Spanning 40 linear feet, the tens of thousands of records in this trove nearly double Maggie Walker’s known written legacy. The counterparts to this collection have already been protected and preserved in the archives of the Maggie L. Walker National Historic Site, where they have fueled public scholarship over the past four decades.
“We are indebted to the generosity of Margaret, Wanda, and Ron Stallings for this incredible collection,” remarked Superintendent Doyle Sapp. “We are grateful for this public donation and excited to uncover new dimensions of Mrs. Walker’s contributions to the progress of women and African Americans in Jim Crow America.”

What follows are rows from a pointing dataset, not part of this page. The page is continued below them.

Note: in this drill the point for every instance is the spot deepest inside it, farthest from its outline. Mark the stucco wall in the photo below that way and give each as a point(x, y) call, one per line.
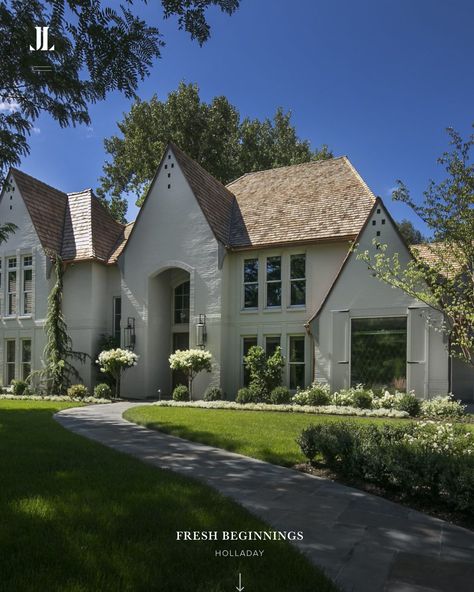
point(358, 293)
point(171, 232)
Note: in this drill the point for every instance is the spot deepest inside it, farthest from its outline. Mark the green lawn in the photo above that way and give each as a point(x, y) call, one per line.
point(266, 435)
point(77, 516)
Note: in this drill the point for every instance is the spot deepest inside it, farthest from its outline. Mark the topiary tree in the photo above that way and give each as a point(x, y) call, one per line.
point(191, 362)
point(265, 372)
point(114, 362)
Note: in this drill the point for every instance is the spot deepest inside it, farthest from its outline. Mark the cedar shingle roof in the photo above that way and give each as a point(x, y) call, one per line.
point(46, 207)
point(75, 225)
point(214, 198)
point(307, 202)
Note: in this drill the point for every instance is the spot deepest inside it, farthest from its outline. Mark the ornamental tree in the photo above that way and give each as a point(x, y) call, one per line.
point(114, 362)
point(191, 362)
point(447, 283)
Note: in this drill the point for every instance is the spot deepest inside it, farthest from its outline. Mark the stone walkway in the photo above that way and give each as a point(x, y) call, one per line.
point(365, 543)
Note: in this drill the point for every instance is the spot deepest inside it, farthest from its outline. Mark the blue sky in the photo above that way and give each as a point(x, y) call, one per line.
point(377, 80)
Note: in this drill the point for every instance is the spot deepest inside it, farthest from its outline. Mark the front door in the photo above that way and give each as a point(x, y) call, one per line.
point(180, 341)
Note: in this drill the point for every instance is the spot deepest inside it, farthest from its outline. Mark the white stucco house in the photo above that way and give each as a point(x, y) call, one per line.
point(266, 260)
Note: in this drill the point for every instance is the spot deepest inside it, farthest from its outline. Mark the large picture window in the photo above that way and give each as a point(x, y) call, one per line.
point(297, 361)
point(251, 283)
point(273, 282)
point(181, 303)
point(298, 280)
point(379, 352)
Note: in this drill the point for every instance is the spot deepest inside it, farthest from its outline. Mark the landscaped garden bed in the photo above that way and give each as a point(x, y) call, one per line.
point(79, 516)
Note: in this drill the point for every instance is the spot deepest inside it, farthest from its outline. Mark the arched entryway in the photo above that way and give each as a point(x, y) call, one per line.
point(169, 314)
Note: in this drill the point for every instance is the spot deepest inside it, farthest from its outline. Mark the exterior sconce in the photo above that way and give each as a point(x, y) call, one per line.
point(129, 338)
point(201, 333)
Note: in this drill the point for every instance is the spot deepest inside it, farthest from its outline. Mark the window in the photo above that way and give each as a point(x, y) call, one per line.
point(117, 317)
point(11, 287)
point(247, 343)
point(10, 360)
point(181, 303)
point(298, 280)
point(251, 283)
point(273, 281)
point(379, 352)
point(271, 343)
point(27, 296)
point(296, 361)
point(25, 358)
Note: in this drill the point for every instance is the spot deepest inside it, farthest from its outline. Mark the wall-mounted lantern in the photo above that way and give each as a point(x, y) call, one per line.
point(201, 333)
point(129, 338)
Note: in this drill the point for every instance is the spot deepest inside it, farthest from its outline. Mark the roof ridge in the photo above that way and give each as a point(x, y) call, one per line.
point(288, 166)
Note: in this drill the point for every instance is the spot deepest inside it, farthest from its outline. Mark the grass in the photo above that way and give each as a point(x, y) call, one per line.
point(79, 517)
point(266, 435)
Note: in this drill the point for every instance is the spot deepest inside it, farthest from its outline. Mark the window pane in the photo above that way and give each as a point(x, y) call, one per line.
point(297, 349)
point(251, 270)
point(296, 376)
point(274, 294)
point(271, 343)
point(251, 296)
point(298, 266)
point(274, 268)
point(298, 292)
point(379, 352)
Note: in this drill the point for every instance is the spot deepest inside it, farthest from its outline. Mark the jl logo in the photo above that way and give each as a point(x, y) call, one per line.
point(42, 40)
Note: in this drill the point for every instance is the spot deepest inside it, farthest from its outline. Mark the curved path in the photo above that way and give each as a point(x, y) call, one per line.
point(365, 543)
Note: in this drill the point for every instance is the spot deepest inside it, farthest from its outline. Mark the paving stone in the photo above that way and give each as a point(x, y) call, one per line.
point(364, 542)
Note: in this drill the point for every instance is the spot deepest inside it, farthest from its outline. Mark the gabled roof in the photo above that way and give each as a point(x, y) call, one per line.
point(75, 225)
point(46, 207)
point(215, 200)
point(314, 201)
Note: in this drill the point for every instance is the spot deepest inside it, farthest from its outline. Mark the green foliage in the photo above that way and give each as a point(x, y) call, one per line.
point(280, 395)
point(411, 234)
point(211, 133)
point(77, 391)
point(429, 461)
point(102, 391)
point(98, 50)
point(245, 395)
point(409, 403)
point(213, 393)
point(20, 388)
point(181, 393)
point(362, 399)
point(446, 283)
point(58, 353)
point(265, 372)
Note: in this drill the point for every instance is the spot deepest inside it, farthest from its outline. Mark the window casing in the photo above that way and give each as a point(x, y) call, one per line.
point(117, 317)
point(271, 344)
point(27, 285)
point(273, 282)
point(11, 287)
point(10, 361)
point(247, 343)
point(296, 361)
point(181, 303)
point(298, 280)
point(251, 283)
point(25, 358)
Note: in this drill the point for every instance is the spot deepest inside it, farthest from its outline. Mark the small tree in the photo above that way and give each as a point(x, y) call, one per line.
point(191, 362)
point(446, 282)
point(114, 362)
point(265, 372)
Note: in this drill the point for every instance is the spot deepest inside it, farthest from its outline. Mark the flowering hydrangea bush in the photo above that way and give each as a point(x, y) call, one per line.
point(443, 407)
point(114, 362)
point(191, 362)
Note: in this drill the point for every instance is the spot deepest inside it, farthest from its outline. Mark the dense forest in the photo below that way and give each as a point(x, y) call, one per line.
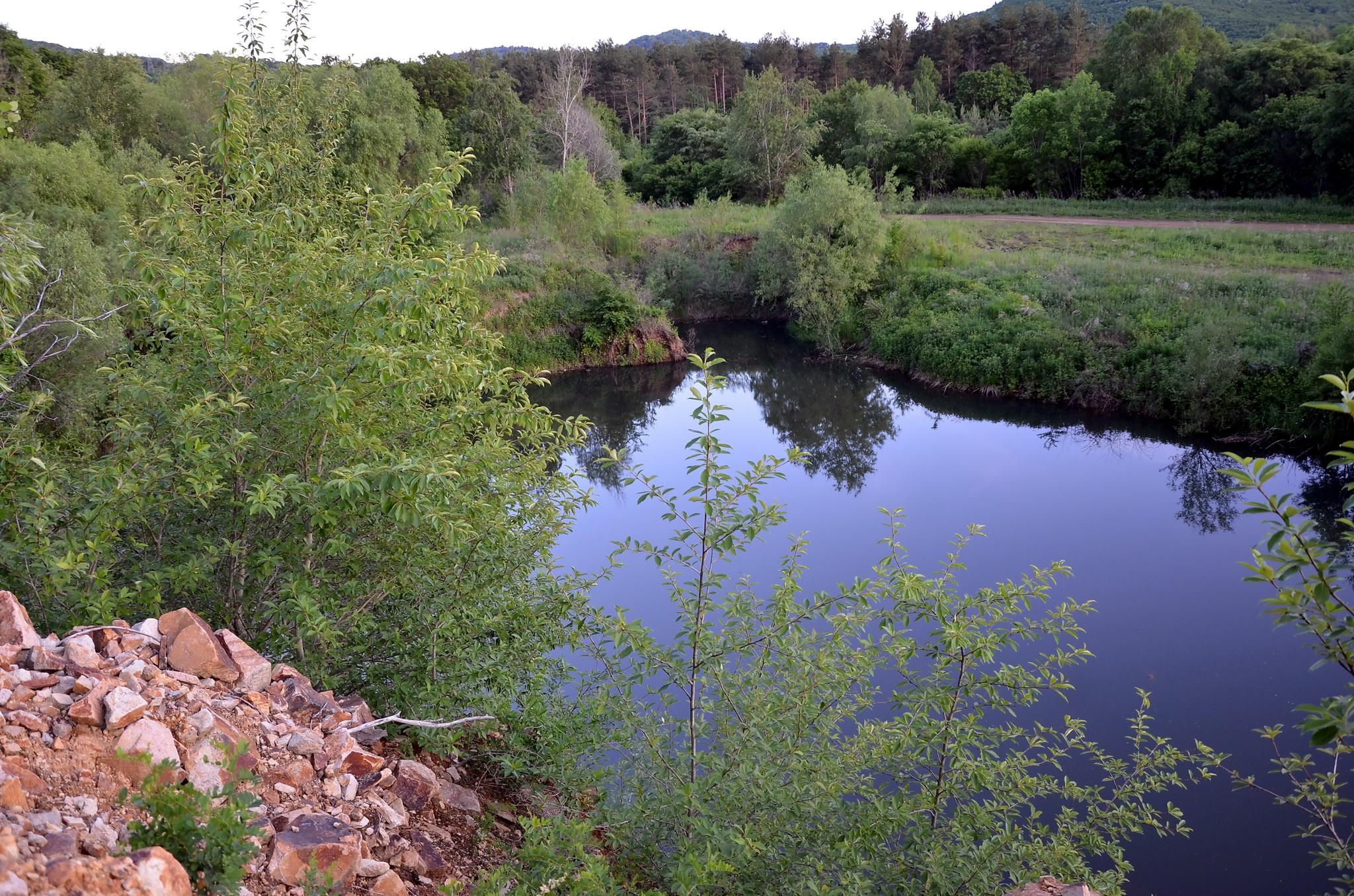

From 1899 until her death in 1934, Maggie Lena Walker ran the IOSL from its headquarters in Richmond, VA. Under Walker’s visionary leadership, the IOSL grew from a dwindling mutual aid society to a thriving and competitive insurance empire, totaling 100,000 policy-holders nationwide. Recognizing that the economic empowerment of Black women was central to uplifting the African American race as a whole, Walker steered the IOSL into job-creating enterprises including a Black-owned department store, a weekly newspaper, and famously, the St. Luke Penny Savings Bank - the first bank ever chartered and run by an African American woman. Walker oversaw these operations from her office in Richmond’s St. Luke Hall, the recently restored office building owned by the Stallings family.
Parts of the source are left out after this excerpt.